Anti-heróis modernos
Maristela Rabaiolli
O filme Coringa, dirigido por Todd Phillips e interpretado por Joaquin Phoenix (Oscar de melhor ator), retrata a vida de Arthur Fleck, palhaço que trabalha para uma agência de talentos e sonha tornar-se comediante de stand-up. O protagonista, que sofre de um distúrbio emocional manifestado por risadas incontroláveis ou choro violento, vê sua vida rumar para a criminalidade quando é demitido e percebe que seu sonho ruiu.
Na volta pra casa, no metrô, presencia uma discussão entre três homens, fica nervoso e começa a rir incontrolavelmente. Por conta disso, é perseguido, mas, para surpresa do público, consegue matá-los com uma crueldade excepcional. Ali começa a saga do anti-herói americano. Um homem branco que se torna assassino em série por várias razões: negligência da sociedade, falhas do programa assistencial, instabilidade mental e isolamento social.
Mas não são só os norte-americanos que dispõem de anti-heróis. O Brasil também tem o seu representante, e muito famoso, por sinal. Não. Não estou falando de Sérgio Cabral ou de outro político. Refiro-me a Macunaíma, de Mário de Andrade, interpretado no cinema por Grande Otelo e Paulo José. O protagonista é um herói negro que vira branco, preguiçoso e sem caráter. Um mentiroso que engana para sobreviver e tirar vantagem, um malandro que cai na conversa dos demais, um egoísta tragado pelo individualismo dos outros e um mulherengo que sofre por mulher. Muito semelhante ao Arlequim fanfarrão da Comedia Dell’arte italiana. Alguém se identifica?

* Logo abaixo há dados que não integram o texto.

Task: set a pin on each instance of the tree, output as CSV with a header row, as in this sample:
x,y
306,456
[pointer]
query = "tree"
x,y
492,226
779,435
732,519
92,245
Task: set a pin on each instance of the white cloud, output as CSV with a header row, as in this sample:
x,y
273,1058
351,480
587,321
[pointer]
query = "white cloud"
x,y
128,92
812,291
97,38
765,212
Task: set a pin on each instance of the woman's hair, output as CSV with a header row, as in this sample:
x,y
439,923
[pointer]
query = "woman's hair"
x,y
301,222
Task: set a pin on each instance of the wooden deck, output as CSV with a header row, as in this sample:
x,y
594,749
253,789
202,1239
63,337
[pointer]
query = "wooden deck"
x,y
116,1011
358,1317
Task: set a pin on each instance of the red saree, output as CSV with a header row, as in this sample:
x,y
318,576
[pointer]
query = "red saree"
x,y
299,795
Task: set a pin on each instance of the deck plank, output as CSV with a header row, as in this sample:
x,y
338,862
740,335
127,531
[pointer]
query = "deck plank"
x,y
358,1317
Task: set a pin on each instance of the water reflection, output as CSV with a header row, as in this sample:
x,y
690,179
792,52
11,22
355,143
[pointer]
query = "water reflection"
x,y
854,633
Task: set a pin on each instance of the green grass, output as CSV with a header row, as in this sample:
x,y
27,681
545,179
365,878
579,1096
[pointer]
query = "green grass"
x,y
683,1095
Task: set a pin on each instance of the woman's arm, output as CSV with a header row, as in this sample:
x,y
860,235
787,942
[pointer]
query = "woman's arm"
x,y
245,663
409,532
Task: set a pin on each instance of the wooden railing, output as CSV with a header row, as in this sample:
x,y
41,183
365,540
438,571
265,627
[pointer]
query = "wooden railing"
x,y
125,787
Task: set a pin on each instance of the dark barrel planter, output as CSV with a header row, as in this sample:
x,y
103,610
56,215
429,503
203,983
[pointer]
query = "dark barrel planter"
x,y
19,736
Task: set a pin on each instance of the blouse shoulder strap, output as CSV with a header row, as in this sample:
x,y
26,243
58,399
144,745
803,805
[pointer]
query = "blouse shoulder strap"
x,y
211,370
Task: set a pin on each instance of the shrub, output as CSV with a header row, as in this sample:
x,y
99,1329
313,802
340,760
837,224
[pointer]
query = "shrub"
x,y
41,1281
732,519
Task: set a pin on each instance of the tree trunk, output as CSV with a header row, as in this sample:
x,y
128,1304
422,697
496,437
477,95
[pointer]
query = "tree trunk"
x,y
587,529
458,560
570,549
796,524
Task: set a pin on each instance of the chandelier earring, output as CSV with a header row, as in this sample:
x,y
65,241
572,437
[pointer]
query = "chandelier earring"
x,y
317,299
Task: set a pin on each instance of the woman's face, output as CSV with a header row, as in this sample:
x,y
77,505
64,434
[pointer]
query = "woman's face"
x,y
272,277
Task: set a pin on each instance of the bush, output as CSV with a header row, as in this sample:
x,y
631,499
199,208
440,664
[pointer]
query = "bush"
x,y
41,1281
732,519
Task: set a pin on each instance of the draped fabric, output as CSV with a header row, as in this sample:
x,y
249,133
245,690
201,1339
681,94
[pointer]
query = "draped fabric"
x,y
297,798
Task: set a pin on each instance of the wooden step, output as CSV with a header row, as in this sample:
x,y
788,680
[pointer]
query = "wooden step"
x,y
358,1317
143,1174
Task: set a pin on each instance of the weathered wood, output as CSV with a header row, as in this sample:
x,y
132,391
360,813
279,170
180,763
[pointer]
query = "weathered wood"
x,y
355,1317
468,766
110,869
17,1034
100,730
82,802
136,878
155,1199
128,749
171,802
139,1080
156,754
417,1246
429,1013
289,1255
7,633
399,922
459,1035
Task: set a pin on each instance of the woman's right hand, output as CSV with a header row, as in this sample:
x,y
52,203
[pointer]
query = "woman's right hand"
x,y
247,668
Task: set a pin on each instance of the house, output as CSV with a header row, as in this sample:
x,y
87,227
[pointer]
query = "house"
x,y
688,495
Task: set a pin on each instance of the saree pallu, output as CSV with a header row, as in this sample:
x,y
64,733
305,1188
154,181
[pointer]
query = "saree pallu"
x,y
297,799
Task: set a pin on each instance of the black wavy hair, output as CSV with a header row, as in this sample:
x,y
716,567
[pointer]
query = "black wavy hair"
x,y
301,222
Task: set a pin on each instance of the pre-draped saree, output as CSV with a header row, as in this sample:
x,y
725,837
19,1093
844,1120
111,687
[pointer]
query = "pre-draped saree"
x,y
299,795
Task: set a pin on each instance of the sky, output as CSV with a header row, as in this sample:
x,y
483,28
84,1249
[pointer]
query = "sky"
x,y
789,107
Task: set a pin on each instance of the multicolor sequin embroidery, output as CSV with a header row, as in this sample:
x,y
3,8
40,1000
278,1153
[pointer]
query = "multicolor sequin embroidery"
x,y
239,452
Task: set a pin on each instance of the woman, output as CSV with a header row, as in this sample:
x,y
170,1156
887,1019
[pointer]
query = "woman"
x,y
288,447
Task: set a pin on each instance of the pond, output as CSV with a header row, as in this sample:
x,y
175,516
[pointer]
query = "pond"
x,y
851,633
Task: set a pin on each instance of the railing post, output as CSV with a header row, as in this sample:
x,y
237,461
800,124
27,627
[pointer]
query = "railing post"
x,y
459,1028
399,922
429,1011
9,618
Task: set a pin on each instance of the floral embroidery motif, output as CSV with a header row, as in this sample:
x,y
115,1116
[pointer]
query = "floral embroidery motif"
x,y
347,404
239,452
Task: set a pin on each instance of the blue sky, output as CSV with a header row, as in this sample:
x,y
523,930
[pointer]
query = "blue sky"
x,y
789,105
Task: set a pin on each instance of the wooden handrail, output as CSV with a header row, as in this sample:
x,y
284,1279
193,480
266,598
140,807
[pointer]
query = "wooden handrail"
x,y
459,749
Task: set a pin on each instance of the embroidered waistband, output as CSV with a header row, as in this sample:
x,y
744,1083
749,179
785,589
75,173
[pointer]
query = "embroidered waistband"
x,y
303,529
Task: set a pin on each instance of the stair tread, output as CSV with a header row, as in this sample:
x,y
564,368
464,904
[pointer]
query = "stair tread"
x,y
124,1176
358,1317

Por falar em personagem, lembrei-me das máscaras de que nos fala Nietzsche. Foi ele quem observou que a raiz da palavra pessoa deriva do latim persona, que significa máscara ou personagem. Logo, uma pessoa é composta de várias personas, isto é, num único dia, ela pode representar vários personagens, depende de onde, como, quando, por que e com quem se relaciona. Quanto à experiência das máscaras, o filósofo nos ensina que depois de removermos uma, percebemos que há outra e mais outras por baixo, cada vez mais difíceis de tirar. Parecem não ter fim. São várias camadas que nos impedem de nos conhecermos de verdade, mas, quando removidas, provocam verdadeira libertação.
E você, meu coringa, quantas máscaras usou hoje?